One Third of Australians Remain Doubtful Over COVID-19 Vaccine

By AAP
May 18, 2021 Updated: May 18, 2021

A poll published by Nine Entertainment indicates that one-third of adult Australians say they are unlikely to be vaccinated against coronavirus due to doubts over the side effects of the vaccines.

Many people also believe there is no rush to take the jab while the international borders remain closed.

The survey found 15 per cent of people said they were not at all likely to receive the vaccine, while another 14 per cent said they were not very likely.

However, Scott Morrison is keen to focus on the more than 70 per cent of people who are happy to have the vaccine.

“I would encourage them to go and make that booking,” he told Newcastle radio 2HD on Wednesday.

“If you are over 50, go and do that with your GP now. The state government is setting up other clinics to do the same thing.

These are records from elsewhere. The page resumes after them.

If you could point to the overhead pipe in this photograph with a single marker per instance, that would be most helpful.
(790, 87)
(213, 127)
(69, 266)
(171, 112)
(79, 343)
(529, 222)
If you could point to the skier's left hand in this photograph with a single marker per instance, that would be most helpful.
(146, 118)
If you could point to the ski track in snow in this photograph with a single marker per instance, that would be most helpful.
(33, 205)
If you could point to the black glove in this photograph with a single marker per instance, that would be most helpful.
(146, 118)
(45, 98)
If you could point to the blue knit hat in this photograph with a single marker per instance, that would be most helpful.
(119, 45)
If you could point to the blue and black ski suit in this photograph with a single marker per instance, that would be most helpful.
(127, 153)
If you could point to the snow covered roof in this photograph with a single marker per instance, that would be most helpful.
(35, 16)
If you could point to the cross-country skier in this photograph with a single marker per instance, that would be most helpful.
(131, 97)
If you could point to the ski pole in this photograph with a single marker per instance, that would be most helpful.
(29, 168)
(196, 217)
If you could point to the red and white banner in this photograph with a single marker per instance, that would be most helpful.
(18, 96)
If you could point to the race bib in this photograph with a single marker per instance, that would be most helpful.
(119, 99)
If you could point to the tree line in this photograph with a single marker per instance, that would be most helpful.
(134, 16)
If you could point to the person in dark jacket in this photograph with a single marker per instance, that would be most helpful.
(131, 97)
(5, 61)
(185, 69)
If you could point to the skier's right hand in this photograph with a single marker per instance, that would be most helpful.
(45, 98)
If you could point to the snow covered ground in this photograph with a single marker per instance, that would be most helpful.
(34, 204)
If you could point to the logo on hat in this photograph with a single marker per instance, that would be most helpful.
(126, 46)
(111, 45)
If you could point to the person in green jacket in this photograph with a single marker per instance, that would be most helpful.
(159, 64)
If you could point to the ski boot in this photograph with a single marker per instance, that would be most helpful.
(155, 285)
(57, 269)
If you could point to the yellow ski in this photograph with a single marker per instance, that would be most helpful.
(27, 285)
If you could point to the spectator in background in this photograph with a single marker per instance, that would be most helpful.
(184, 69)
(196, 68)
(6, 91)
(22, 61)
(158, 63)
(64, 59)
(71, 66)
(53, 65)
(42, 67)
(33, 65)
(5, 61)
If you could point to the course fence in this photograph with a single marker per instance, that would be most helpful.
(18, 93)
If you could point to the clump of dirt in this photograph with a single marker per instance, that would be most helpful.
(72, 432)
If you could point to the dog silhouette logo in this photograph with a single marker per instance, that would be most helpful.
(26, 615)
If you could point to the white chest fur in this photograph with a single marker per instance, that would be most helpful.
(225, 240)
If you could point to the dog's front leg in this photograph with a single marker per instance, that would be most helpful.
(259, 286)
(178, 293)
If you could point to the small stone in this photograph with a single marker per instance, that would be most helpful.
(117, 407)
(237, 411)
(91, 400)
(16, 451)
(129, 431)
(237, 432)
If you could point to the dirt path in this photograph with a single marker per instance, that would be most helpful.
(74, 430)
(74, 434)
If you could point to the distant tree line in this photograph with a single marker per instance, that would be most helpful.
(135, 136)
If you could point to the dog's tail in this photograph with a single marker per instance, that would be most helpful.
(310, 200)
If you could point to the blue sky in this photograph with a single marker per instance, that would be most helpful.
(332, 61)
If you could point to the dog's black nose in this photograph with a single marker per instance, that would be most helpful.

So I would just encourage people to get on and do it.”

The prime minister was also keen to point out only a small proportion of those surveyed were “hard against” receiving the jab, saying that was fairly normal with most vaccines.

Mr Morrison said the number of vaccinations in Australia had surpassed three million and continued to climb each day.

“It’s an important part of what we are doing—it’s not the only part of what we are doing—and it’s important we all work together to achieve that,” he said.

The federal government has spent months arguing there is no urgency on vaccines, and more recently, concerns have been raised about the efficacy of the AstraZeneca jab.

Liz Chatwin, the president of AstraZeneca in Australia and New Zealand, has sought to ease concerns among people aged over 50 who feel hesitant about getting the vaccine.

“The AstraZeneca vaccine is highly effective— it has actually been used in tens of millions of people around the world, and in the vast majority of people, it is extremely well tolerated,” she told the ABC.

Chatwin said blood clots linked to the vaccine were extremely rare, with just 18 cases reported in Australia out of 1.8 million vaccinations.

“Those rates are very similar to what have been seen overseas, but the difference here in Australia, the experts are saying, is that the cases appear to be more mild,” she said.

“They are speculating this is because there is high awareness here in Australia, physicians don’t have the huge strain of treating COVID-19 in our healthcare system, so they have been diagnosed earlier and managed really effectively with good outcomes.”

Ms Chatwin said the number of blood clots linked to the vaccine also needed to be put in context.

“Experts have reported there are 50 blood clots every day in Australia from a multitude of different causes, so that just underlines how rare this condition is,” she said.

“I would just encourage people, the only way to end this pandemic is for people to come forward and receive the vaccine that’s offered.

“It’s really not just for ourselves, but it’s for our friends, our family, our neighbours and for the community as a whole.”